Friday, May 20, 2005
The whole Maarten Tromp-WItte de With rivalry was unfortunate
Maarten Tromp and Witte de With were only about a year apart in age. Tromp was the year older of the two. I have had the good fortune to read a paper yesterday that summarized the life of Witte de With. Tromp was the more favored of the two, and he continued to receive the plum jobs, up until his untimely demise in 1653. Tromp was made Lieutenant-Admiral and was the fleet commander for the campaign leading up to the Battle of the Downs in 1639. The outcome was successful, so it added further to Tromp's fame.
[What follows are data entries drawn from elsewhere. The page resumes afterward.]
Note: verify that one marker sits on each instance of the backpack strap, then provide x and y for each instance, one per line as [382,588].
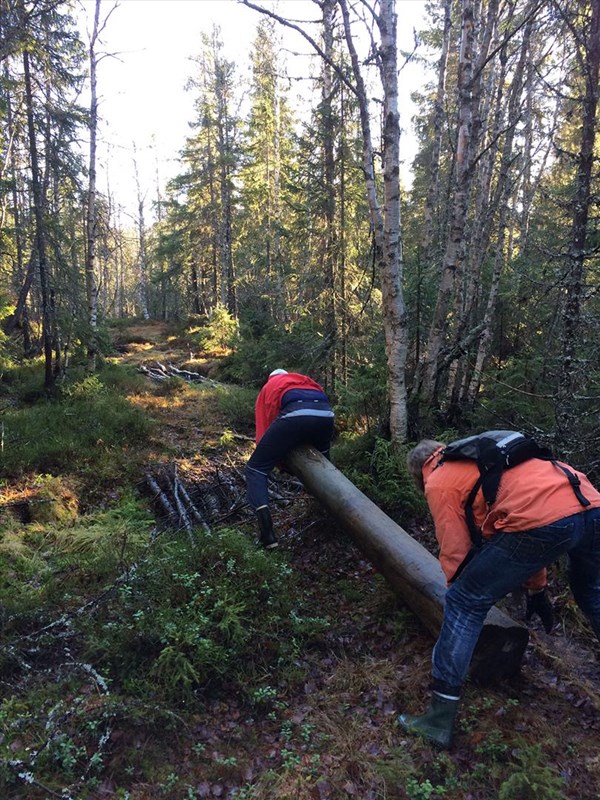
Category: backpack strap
[474,531]
[574,481]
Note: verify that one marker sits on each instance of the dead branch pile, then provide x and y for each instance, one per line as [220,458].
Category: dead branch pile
[159,372]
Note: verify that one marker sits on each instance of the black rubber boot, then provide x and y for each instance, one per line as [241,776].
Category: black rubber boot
[265,524]
[437,724]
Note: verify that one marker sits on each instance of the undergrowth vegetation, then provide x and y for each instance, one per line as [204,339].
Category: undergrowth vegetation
[139,662]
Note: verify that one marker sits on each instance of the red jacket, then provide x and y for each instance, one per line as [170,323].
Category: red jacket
[531,495]
[268,402]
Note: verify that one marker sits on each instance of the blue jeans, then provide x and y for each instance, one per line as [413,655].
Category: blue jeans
[282,436]
[503,564]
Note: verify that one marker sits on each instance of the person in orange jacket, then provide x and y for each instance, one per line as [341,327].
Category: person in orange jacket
[535,518]
[291,409]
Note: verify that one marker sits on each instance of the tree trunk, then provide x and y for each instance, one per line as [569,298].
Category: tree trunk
[406,565]
[90,263]
[40,232]
[386,225]
[566,415]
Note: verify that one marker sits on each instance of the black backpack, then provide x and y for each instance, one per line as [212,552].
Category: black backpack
[495,451]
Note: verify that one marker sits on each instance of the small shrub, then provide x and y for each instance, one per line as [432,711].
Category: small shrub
[236,406]
[532,778]
[221,613]
[72,433]
[218,334]
[378,468]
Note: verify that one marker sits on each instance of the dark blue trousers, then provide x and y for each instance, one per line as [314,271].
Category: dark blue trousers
[282,436]
[504,563]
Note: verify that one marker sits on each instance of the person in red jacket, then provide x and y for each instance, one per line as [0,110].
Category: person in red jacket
[291,410]
[535,518]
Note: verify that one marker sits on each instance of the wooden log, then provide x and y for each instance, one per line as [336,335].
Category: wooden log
[411,570]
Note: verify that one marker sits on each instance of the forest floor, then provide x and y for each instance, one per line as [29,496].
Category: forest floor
[335,735]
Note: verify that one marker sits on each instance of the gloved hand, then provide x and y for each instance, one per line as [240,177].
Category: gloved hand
[539,603]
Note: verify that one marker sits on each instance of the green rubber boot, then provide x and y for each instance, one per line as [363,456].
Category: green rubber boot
[265,525]
[437,724]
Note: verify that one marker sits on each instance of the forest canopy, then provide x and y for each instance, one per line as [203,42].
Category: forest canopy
[469,299]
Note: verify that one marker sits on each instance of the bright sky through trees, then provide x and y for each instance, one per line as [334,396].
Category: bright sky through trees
[144,109]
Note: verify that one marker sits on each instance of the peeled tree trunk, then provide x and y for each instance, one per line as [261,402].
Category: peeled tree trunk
[406,565]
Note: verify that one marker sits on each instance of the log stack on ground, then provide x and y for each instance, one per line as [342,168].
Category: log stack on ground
[408,567]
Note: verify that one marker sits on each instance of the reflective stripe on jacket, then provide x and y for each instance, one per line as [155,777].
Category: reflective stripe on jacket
[531,495]
[268,402]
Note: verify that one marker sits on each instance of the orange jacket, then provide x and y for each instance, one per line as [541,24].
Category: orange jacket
[531,495]
[268,402]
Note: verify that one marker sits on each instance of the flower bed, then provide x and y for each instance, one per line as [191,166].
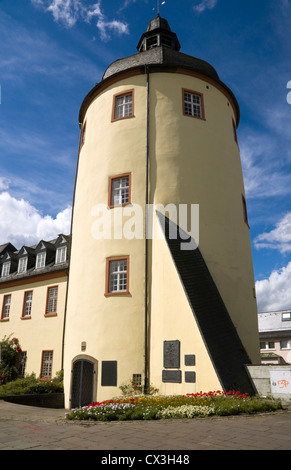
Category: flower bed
[200,404]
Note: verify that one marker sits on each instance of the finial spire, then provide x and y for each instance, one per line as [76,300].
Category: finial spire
[158,6]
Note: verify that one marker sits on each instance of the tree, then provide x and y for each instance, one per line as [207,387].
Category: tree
[10,352]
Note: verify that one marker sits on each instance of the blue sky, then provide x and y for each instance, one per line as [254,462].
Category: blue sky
[52,52]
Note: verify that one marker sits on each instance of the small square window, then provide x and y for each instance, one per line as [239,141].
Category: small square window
[22,264]
[27,304]
[6,307]
[193,104]
[123,105]
[5,269]
[61,254]
[286,316]
[119,190]
[117,270]
[40,260]
[285,344]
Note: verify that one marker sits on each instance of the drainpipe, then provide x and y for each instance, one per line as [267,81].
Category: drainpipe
[69,255]
[146,384]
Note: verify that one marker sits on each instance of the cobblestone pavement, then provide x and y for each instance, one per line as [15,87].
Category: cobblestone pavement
[32,428]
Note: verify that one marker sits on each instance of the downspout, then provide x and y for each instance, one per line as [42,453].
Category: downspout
[146,378]
[69,255]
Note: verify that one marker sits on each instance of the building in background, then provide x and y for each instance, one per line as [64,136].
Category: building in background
[159,132]
[275,337]
[33,286]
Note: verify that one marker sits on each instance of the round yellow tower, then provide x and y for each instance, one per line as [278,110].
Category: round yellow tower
[159,162]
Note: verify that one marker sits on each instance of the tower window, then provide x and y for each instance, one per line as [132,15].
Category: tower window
[40,260]
[6,307]
[27,304]
[5,269]
[123,105]
[117,270]
[193,104]
[52,297]
[119,190]
[61,254]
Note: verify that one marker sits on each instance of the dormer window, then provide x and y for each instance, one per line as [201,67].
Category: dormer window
[40,260]
[152,42]
[22,265]
[5,269]
[61,254]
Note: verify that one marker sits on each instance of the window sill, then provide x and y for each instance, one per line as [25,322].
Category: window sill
[122,118]
[112,294]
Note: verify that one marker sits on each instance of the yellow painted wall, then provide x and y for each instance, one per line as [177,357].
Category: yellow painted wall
[112,327]
[191,161]
[198,161]
[40,332]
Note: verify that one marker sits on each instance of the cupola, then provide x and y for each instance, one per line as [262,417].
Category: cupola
[158,34]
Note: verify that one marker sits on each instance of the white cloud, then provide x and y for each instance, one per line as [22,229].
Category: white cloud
[264,166]
[205,5]
[22,224]
[69,12]
[279,238]
[274,293]
[4,183]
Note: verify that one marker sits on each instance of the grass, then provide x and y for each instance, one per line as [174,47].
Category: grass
[31,385]
[179,406]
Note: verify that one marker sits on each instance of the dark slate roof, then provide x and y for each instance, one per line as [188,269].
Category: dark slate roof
[31,271]
[162,56]
[220,336]
[157,59]
[6,247]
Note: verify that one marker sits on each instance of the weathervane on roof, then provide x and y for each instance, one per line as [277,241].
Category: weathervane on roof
[158,6]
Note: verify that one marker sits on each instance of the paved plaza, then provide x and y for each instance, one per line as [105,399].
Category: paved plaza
[33,428]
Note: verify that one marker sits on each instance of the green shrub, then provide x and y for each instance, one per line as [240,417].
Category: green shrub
[178,406]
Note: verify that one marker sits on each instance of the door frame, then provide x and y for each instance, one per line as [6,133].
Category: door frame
[85,357]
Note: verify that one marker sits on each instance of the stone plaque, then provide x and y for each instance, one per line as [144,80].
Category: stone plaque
[109,374]
[189,359]
[190,377]
[172,354]
[173,376]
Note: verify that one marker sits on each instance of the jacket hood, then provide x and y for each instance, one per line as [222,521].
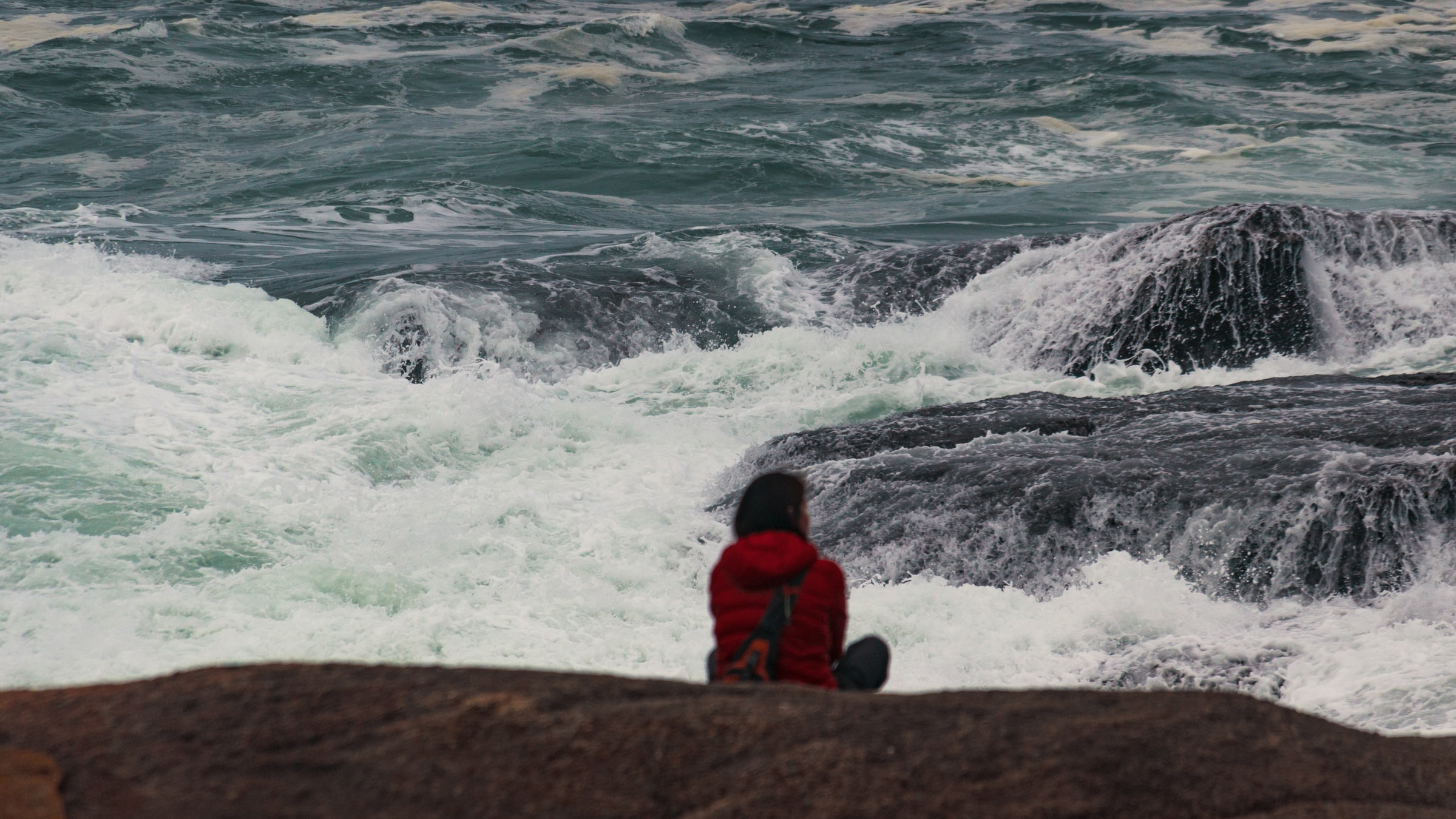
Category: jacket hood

Witte de With's criticism of Tromp's performance in the battle may have been simply due to jealousy, although I'm not so sure that there couldn't have been some validity to it. Witte de With had the credibility that when difficult assignments came up, he was given the task to execute them. In 1645, he pushed a fleet of merchant ships into the Sound without paying the toll to the Danes. When Brazil needed rescue, but the Dutch were not willing to put the resources needed into the operation, Witte de With was sent. If Prins Willem II had not died, Witte de With might have been in trouble, but instead, he was rehabilitated in time for the First Anglo-Dutch War, where he performed credibly. Late in the war, he led the fleet to Norway and back in the winter, and survived a storm, with considerable damage. He had warned the authorities that the voyage was risky, due to weather, but he was despatched inspite of that. The most trusted naval leaders in late 1653 were Witte de With and Michiel De Ruyter. For political reasons, Jacob van Wassenaer van Obdam was put in charge instead. The situation was too politically charged.